A state proposal that sought to expand the list of violent crimes under the California penal code failed to make it out of Senate Public Safety Committee on Tuesday. 

Senate Bill 75, introduced by state Sen. Patricia Bates (R-Laguna Niguel), would have reclassified more than 20 offenses as violent felonies, including certain forms of rape and crimes such as inflicting injury on a child and assaulting an officer with a deadly weapon.

The legislation was voted down with a 5-2 vote along party lines. It was granted the option of “reconsideration,” meaning the committee could take it up again at a later date. But its chances of approval are slim.

In a statement released shortly after the vote, Bates said she respected her Democratic colleagues "for philosophically disagreeing with me on the length of prison sentences." 

"But blocking my violent felony bill today nevertheless jeopardizes the safety of all Californians," she said. “I do not understand how anyone can say with a straight face that crimes such as assault with a deadly weapon on law enforcement should continue to be considered ‘nonviolent.’" 

The bill is one of several this legislative session that seek to broaden the legal definition of a violent crime as California undergoes a massive overhaul of its parole system.
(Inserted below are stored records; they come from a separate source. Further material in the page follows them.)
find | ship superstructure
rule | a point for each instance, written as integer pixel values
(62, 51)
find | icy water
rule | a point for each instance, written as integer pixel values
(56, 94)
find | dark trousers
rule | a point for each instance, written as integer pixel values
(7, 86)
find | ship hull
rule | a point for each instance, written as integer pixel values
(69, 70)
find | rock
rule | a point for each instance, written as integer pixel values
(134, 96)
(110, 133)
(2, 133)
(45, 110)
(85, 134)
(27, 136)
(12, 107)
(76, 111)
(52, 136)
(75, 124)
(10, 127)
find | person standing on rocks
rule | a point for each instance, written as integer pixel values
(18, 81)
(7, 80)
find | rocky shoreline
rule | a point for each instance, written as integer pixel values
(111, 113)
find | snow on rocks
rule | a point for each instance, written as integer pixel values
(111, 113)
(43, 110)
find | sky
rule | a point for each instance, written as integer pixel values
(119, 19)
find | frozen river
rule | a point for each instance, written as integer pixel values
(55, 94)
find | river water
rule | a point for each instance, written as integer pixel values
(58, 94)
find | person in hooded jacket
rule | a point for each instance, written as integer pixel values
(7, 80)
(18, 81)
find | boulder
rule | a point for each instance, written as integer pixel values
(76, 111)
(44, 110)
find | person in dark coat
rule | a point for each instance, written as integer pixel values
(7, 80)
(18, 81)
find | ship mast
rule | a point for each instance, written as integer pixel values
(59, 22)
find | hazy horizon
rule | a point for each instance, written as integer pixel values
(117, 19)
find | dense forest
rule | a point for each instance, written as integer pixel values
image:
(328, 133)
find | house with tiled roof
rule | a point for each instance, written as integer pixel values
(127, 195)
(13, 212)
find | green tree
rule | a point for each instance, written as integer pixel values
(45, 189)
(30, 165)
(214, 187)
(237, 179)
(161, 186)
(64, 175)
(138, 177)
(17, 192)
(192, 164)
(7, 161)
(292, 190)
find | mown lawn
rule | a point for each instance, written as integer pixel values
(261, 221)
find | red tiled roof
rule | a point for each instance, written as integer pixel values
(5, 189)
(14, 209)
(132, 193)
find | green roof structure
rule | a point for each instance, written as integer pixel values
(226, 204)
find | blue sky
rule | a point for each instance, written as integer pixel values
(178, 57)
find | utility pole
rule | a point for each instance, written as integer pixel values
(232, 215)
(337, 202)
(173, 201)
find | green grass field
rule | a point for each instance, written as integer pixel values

Gov. Jerry Brown’s Proposition 57, which voters overwhelmingly approved in November, will expand good behavior credits and give new power to the state parole board to consider the early release of prisoners who have served the full term of their primary sentences, and whose crimes are not designated as “violent” under the California penal code.

In guidelines to implement Proposition 57 laid out in his budget proposal, Brown excluded all death row inmates, prisoners serving life sentences without parole and all sex offenders from early parole consideration. Temporary guidelines now in effect make the same exclusions.

But lawmakers and prosecutors argue those exemptions can be challenged in court. Expanding the violent felony list, they say, is the best way to ensure sex offenders and other violent prisoners are not benefiting from the implementation of Proposition 57.

A bipartisan proposal filed by Assemblywomen Melissa Melendez (R-Lake Elsinore) and Lorena Gonzalez Fletcher (D-San Diego) would add to the list all forms of rape, spousal rape, sodomy, oral copulation and sexual penetration committed against a victim incapable of consent, including those victims who are intoxicated or mentally ill. It moved out of the Assembly Public Safety Committee last week with a 6-0 vote.